Sorry, not possible for technical reasons.

UPDATE: by popular demands these are technical reasons:

  • When you have a node right under the mouse, the node gets all mouse events.
  • The mouse events bubble up the parent chain.
  • Now imagine that you move this node with the mouse — this node would always get all mouse events.
  • It means that any other node, e.g., a target cannot get mouse events unless it is a parent of the moved node. Typically this is not the case.

But I know that other people can do it! It should be possible! Yes, it is possible … in principle:

  • Let's register all target nodes.
  • Let's catch relevant mouse move events directly on the topmost parent (the document).
  • When we detect a drag operation, let's do the following:
    1. Calculate geometry (bounding boxes) of all targets.
    2. On every mouse move lets check if the current mouse position overlaps with a target. Bonus points for an "A+" student: detect overlaps with other nodes, e.g, when a target is partially obscure for cosmetic reasons, and process this situation correctly.
    3. If the current mouse position overlaps with a target, let's initiate "drop is possible" actions, e.g., show some cues so the end user knows that she can drop now.

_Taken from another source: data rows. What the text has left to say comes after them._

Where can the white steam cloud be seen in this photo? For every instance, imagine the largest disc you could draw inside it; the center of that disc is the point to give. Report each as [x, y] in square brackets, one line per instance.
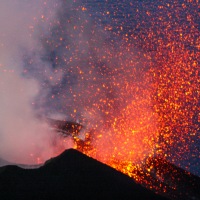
[23, 137]
[54, 59]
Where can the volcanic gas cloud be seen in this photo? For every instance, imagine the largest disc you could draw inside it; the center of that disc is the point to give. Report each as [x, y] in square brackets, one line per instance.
[135, 92]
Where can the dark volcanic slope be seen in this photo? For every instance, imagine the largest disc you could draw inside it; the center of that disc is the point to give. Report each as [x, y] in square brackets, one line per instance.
[71, 175]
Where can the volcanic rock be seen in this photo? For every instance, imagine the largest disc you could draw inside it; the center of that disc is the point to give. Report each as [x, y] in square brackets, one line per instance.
[71, 175]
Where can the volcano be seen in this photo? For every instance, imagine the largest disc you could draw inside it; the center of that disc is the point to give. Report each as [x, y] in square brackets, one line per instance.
[71, 175]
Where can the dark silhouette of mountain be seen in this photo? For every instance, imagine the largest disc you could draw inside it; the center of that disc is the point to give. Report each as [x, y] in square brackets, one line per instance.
[71, 175]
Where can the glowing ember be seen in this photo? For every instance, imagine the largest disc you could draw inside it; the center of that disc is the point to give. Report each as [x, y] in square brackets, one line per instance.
[141, 100]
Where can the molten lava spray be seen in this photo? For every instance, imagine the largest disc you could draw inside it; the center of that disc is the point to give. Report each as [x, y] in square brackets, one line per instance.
[134, 91]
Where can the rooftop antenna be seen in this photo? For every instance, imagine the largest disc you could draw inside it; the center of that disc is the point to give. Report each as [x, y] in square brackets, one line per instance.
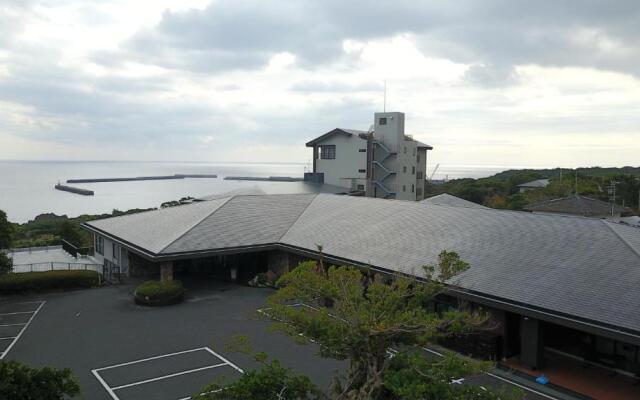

Why Dojo doesn't do that? For a number of technical reasons (finally we got there!):

  • A node's geometry calculations are notoriously buggy in most browsers. As soon as tables are involved, or any other non-trivial means of placement, you cannot be 100% sure that the bounding box is correct.
  • Geometry calculations is an expensive operation, and we have to do it at least once on every drag operation for all targets assuming that no changes can be made during the drag operation (not always the case). A browser may reflow nodes for many reasons ⇒ it can move/resize existing targets, so we have to be vigilant.
  • Typically the calculated boxes are kept in a list ⇒ checking the list for intersections is O(n) (linear) ⇒ doesn't scale well as number of targets grow.
  • All mouse event handlers should be fast, otherwise a browser's mouse event handling facility can be "broken" leading to unpredictable side-effects. See the previous points for reasons why mouse event processing can be slow.
  • Improving on the linear search is possible, e.g., 2D spatial trees can be used, but it leads to more (much more) JavaScript code ⇒ more stuff to download on the client side ⇒ typically it isn't worth it.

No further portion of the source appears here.